Still her questions came. “Had he called?” No. “Did he know he hurt her?” Yes. “Why didn’t he call?” I don’t know. And we would start all over again. “Why did he run me down in the road?”

She had a right to wonder. The most private woman in the world was now dependent on strangers for the most intimate of care. It was a nightmare for her. She would get confused and try to get up even though she couldn’t. She would argue with me and tell people I was mean. She could not remember the doctors’ orders. She could not remember that we had talked about this five minutes ago. She was so broken.
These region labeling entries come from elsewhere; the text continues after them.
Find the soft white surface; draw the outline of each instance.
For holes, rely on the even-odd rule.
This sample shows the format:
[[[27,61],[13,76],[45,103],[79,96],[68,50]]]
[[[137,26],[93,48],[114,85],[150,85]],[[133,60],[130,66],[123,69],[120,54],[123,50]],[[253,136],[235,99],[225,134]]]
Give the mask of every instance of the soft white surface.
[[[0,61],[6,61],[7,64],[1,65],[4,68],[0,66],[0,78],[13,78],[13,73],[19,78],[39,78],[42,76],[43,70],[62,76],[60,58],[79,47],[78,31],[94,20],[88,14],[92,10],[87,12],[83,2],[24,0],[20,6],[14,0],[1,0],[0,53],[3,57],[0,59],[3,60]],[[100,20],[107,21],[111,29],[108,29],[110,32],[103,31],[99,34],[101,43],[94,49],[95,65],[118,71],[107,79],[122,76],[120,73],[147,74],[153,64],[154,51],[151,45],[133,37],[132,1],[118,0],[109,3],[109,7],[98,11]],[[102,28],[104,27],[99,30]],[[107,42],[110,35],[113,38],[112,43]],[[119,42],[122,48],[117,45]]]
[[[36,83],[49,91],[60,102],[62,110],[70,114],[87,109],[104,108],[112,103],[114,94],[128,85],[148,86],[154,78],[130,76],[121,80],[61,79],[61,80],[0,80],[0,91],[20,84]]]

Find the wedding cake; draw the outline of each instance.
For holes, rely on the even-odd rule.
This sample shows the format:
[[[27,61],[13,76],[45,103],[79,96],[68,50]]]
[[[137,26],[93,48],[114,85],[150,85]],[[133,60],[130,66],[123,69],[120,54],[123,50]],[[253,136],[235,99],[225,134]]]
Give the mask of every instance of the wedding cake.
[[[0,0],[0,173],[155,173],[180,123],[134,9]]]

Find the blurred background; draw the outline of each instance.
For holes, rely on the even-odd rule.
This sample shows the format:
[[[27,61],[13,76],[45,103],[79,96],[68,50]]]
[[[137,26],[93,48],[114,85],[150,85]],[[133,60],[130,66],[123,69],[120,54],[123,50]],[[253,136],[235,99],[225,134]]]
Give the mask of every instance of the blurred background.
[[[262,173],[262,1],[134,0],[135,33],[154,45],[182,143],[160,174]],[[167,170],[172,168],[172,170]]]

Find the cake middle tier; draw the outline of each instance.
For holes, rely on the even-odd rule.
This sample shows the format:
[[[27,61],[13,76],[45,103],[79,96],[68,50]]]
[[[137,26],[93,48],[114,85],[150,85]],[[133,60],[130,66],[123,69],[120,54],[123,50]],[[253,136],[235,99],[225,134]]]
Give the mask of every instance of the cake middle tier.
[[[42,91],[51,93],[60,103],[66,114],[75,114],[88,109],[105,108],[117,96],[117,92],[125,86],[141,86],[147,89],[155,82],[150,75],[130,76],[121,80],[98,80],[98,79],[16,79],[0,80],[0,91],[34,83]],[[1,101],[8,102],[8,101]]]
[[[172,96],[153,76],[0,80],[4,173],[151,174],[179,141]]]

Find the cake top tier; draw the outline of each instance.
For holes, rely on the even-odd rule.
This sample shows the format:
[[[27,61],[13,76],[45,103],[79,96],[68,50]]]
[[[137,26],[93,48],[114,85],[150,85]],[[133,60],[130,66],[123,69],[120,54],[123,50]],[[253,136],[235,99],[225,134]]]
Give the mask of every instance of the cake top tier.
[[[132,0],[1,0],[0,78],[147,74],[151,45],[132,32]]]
Another friend of ours had set up a blog so that we could share what was happening. One night after we had a really bad day I wrote on the blog that one of the things that was really hard was that someone had done this. Our Bonmother needed to hear him say that he cared that she was broken. I was promptly excoriated for my unforgiving attitude. Again I was reminded that he suffered too. He had suffered enough.

The cynic in me thinks it is really easy to extend forgiveness when we are not the ones peeing through a tube. Her shattered pelvis probably kept him on her mind. But people were so anxious to be forgiving. They felt it was the right thing to do.

The accident has passed now. Those are memories that we wince and laugh at. Her legs are not strong. She is different now. She is still brilliant. She conducted her doctoral research from the nursing home bed. She is even more adamant. And though we would not have thought it possible, even more precious.

But he never did apologize. In our tiny community it would have been easy enough to do. But neither she nor the family of our sweet friend that was killed ever heard from him.

Despite the scars and lingering pain the Bonmother has of course forgiven him. Anything else would have been unthinkable to her. But they both missed out. He missed out on being forgiven. He missed out on taking responsibility. He missed out on becoming more than a man who ran two women down in the street. She missed out on the chance to feel like her pain mattered.

Like geometry, there is no royal road to forgiveness. We have to take responsibility. We have to acknowledge how we have hurt others. It is not a punishment. It is a gift. It is an opportunity to set that one awful moment down and begin again.